Zuletzt hatte ein Langzeitaufenthalt der Fürstin in Südafrika Spekulationen über eine mögliche Trennung des Paares genährt.

Royal-Fans und Architektur-Enthusiasten und -Enthusiastinnen dürften sich freuen: Der Fürstenpalast in Monaco hat nach umfassenden Renovierungsarbeiten offiziell wieder vollumfänglich seine Pforten für Besucher und Besucherinnen geöffnet.

Mehrere Jahre lang wurde in Bereichen des Schloss, in dem sich auch der Wohnsitz von Fürst Albert II. und seiner Frau Fürstin Charlène befindet, gewerkelt - seit 1. Juli ist es laut Homepage des Palasts wieder wie ursprünglich für die Öffentlichkeit zugänglich.

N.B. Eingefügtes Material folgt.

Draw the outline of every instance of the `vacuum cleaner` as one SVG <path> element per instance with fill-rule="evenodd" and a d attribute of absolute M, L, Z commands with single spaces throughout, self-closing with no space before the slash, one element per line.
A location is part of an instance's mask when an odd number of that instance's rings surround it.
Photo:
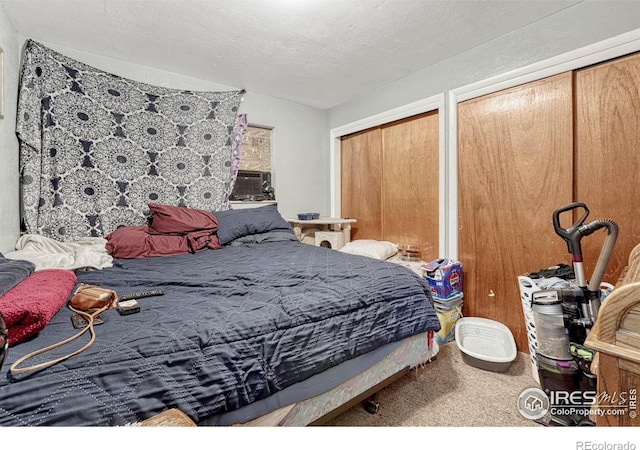
<path fill-rule="evenodd" d="M 560 218 L 582 210 L 581 217 L 568 228 Z M 553 227 L 567 243 L 575 279 L 566 287 L 532 293 L 538 347 L 536 359 L 542 389 L 550 396 L 549 424 L 593 426 L 589 405 L 595 397 L 596 377 L 590 373 L 593 352 L 583 347 L 600 309 L 600 284 L 618 237 L 618 225 L 610 219 L 585 223 L 589 209 L 584 203 L 571 203 L 553 213 Z M 605 229 L 607 236 L 591 279 L 587 282 L 581 240 Z"/>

Restaurierung abgeschlossen

"Vor fünf Jahren hat Seine Durchlaucht Fürst Albert II. beschlossen, eine umfassende Restaurierung der Außen- und Innenmalereien des Palastes durchzuführen zu lassen (...). Der Ansatz des Restaurierungsteams zielt darauf ab, sowohl die Umwelt als auch das historische Erbe zu respektieren", heißt es in einer Palast-Meldung.

Die Herrscherresidenz in dem Kleinstaat an der Cote d'Azur stammt teils bereits aus dem 13. Jahrhundert.

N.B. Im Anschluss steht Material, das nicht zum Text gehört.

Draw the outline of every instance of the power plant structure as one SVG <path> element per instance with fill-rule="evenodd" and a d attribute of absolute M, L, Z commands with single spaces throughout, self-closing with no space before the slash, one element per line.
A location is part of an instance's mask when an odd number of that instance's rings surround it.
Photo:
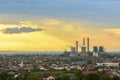
<path fill-rule="evenodd" d="M 71 46 L 71 52 L 75 53 L 76 52 L 76 47 Z"/>
<path fill-rule="evenodd" d="M 99 52 L 104 52 L 104 47 L 103 46 L 99 46 Z"/>
<path fill-rule="evenodd" d="M 83 45 L 81 46 L 81 52 L 86 52 L 85 38 L 83 38 Z"/>
<path fill-rule="evenodd" d="M 71 47 L 71 52 L 70 52 L 70 56 L 74 57 L 76 55 L 80 55 L 80 56 L 88 56 L 88 52 L 90 52 L 89 48 L 90 48 L 90 40 L 89 38 L 86 39 L 87 42 L 85 41 L 85 38 L 83 38 L 83 43 L 81 46 L 81 52 L 79 52 L 79 42 L 76 41 L 75 47 Z"/>
<path fill-rule="evenodd" d="M 78 41 L 76 41 L 76 53 L 78 53 Z"/>
<path fill-rule="evenodd" d="M 89 38 L 87 38 L 87 52 L 89 52 L 89 49 L 90 49 L 90 40 Z"/>
<path fill-rule="evenodd" d="M 98 46 L 93 46 L 93 52 L 98 52 Z"/>
<path fill-rule="evenodd" d="M 78 56 L 78 45 L 79 45 L 78 41 L 76 41 L 75 45 L 76 45 L 75 47 L 71 46 L 71 54 L 70 54 L 71 57 L 77 57 Z"/>
<path fill-rule="evenodd" d="M 85 46 L 85 38 L 83 38 L 83 45 Z"/>
<path fill-rule="evenodd" d="M 70 57 L 77 57 L 78 53 L 76 52 L 76 47 L 71 46 Z"/>
<path fill-rule="evenodd" d="M 93 56 L 98 57 L 98 46 L 93 46 Z"/>
<path fill-rule="evenodd" d="M 93 46 L 93 56 L 99 57 L 99 54 L 104 53 L 104 47 L 103 46 Z"/>
<path fill-rule="evenodd" d="M 82 57 L 87 57 L 89 56 L 89 52 L 90 52 L 90 40 L 89 38 L 87 38 L 85 40 L 85 38 L 83 38 L 83 45 L 81 46 L 81 52 L 80 52 L 80 56 Z"/>
<path fill-rule="evenodd" d="M 82 45 L 80 46 L 81 51 L 79 51 L 79 42 L 75 42 L 75 46 L 71 46 L 70 52 L 69 53 L 70 57 L 77 57 L 78 55 L 81 57 L 88 57 L 88 56 L 98 56 L 98 53 L 104 52 L 104 47 L 103 46 L 93 46 L 93 51 L 90 51 L 90 38 L 87 37 L 86 39 L 83 38 Z"/>
<path fill-rule="evenodd" d="M 93 46 L 93 52 L 104 52 L 104 47 L 103 46 Z"/>
<path fill-rule="evenodd" d="M 84 45 L 81 46 L 81 52 L 84 52 L 84 53 L 86 52 L 86 46 L 84 46 Z"/>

Zuletzt hatte ein Langzeitaufenthalt der Fürstin in Südafrika unter anderem in den sozialen Medien Spekulationen über eine mögliche Trennung von Fürst Albert II. und Charlène genährt. Sie hatte den 20 Jahre älteren Fürsten Albert II. im Jahr 2000 bei einem Schwimmwettkampf kennengelernt, nachdem sie zuvor bei den Olympischen Spielen 2000 für Südafrikas Nationalmannschaft angetreten war. Charlène beteuerte dagegen immer wieder in Interviews, wie sehr sie ihren Mann und die Kinder vermisse. Inzwischen geht es Charlène besser - sie besuchte seit ihrer Rückkehr nach Monaco Ende 2021 bereits einige Events an der Seite ihres Mannes.